The CD I was listening to during this drive home had some BoDeans, Coldplay, Radiohead, Billy Bragg and The Killers on it and I had titled it "Making Dinner" which brought me back to the time I first met Voldemort and I was still a bit smitten. More than that, it reminded me of time when I was feeling strong and directed-life had resumed a sense of normalcy after the death of BL. And then came track 14. I knew it was there and yet wasn't expecting it. One of my favorite songs ever-one of the songs I have never become bored with-Nightswimming by REM. You were hoping for something more profound? Well, I put this song on almost every mix I ever made.

It takes me to so many different places in my life I feel like I must have been singing it since childhood. It really started with late nights in Wilder at J's apartment in the early 1990's, where I escaped some of my teen angst and quietly rebelled against my goody-two-shoes image by smoking cigarettes and staying up late. (I know, right? I was sooo out of control.) That whole album, Automatic for the People, represents the beginning of my journey down the road less traveled-off the path everyone thought I would take. Perhaps that is why it is so profound for me.

The road less traveled took me to Silver City, New Mexico. While most people in their late teens and early twenty's re-evaluate their world with alcohol, weed or some other recreational drug. I decided to become a flower child. If you know me now, you just choked back your laughter. Its ok, I understand. But I was a flower child who didn't drink or smoke pot. I just bought a lot of second hand clothes and stopped shaving my legs. And I spent a considerable amount of time at the Mimbres Hot Springs Ranch, a modern day commune tucked away in the mountains of southwest New Mexico. The families that owned the land built their own houses, grew their own food and had some of the most incredible and luxurious outhouses I have ever seen. They also had natural hot springs that they had tapped into and built small pools around so you could soak all of your cares away in the dry southwest air. When the spring water was too hot, you could hop out and jump into the cool, refreshing waters of the small swimming pond adjacent to the upper springs. And because we were flower children, we swam naked.

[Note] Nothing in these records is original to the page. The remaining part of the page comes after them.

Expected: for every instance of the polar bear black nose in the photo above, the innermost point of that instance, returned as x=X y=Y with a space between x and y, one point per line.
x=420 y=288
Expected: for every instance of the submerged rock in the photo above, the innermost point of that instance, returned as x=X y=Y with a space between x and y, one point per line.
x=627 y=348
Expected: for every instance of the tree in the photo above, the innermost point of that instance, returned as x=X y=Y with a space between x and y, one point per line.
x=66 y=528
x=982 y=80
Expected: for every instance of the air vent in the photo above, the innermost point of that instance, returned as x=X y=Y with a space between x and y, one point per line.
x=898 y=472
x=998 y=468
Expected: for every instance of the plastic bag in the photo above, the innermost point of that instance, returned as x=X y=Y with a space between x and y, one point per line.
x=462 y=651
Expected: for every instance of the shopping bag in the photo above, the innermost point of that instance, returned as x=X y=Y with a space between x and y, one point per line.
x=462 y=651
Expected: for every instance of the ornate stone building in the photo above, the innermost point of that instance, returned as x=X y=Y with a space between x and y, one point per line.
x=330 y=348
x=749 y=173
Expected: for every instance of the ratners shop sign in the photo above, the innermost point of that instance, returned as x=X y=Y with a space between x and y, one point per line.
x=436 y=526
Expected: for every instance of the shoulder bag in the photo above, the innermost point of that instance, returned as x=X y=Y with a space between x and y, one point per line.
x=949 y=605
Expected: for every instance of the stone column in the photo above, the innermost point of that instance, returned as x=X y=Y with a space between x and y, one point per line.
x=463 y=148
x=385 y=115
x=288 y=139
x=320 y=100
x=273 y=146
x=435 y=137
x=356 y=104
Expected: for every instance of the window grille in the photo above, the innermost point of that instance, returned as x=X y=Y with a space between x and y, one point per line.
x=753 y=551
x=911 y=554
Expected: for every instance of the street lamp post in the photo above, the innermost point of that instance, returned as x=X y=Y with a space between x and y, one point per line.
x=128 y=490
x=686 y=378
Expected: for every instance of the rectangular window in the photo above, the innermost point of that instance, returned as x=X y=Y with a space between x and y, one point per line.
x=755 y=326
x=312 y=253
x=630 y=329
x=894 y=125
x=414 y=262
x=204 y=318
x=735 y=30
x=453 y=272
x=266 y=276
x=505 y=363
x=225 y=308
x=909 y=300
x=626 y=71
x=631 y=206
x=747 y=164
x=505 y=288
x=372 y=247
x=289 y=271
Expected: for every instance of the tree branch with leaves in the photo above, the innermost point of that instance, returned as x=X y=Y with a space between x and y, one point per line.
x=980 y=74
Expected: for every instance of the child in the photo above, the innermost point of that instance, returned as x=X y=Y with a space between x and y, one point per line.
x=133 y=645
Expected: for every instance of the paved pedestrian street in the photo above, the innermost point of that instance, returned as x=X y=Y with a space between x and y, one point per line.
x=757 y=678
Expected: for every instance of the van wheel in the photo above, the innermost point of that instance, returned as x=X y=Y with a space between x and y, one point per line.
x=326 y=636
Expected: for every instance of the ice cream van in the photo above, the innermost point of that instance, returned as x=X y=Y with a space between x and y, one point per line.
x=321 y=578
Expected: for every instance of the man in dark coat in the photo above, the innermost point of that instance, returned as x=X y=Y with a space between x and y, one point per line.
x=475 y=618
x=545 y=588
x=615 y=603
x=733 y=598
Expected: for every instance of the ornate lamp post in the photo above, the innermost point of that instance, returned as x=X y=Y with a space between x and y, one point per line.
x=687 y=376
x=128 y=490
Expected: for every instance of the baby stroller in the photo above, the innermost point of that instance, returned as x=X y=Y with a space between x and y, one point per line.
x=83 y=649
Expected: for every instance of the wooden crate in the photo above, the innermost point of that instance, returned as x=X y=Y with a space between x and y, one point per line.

It always felt liberating and scandalous at the same time. Like I was completely comfortable in my own skin (indeed, I was only wearing my own skin) and yet I knew that this person would be unrecognizable to my friends and family back home. When and if I spoke of it with them, they rolled their eyes, smirked as though they thought I was trying to be subversive, or shook their heads...sometimes all three in the same moment. I couldn't explain it then, but for me, this song illuminates everything that swimming in the pond at the Ranch, under a clear night sky full of stars was to me.

Nightswimming deserves a quiet night.
I'm not sure all these people understand.
It's not like years ago
The fear of getting caught
Of recklessness and water.
They cannot see me naked.
These things, they go away
replaced by everyday.

You, I thought I knew you.
You I cannot judge.
You I thought you knew me
This one laughing quietly underneath my breath.
Nightswimming.

It occurred to me as I was driving home, listening to this song, how in those days and nights at the Ranch I was the most pure and authentic person I could be. I wasn't less full of doubt, I just embraced all of the possibilities with less calculation.

I gave up my flower child status a long time ago. I routinely shave my legs and can't imagine swimming naked with people I barely know. But I love that for a brief time I was that girl because she taught me so much about how to live my life. And I am grateful for a song that helps me capture that moment when I need a little reminding. I hope you all have that song.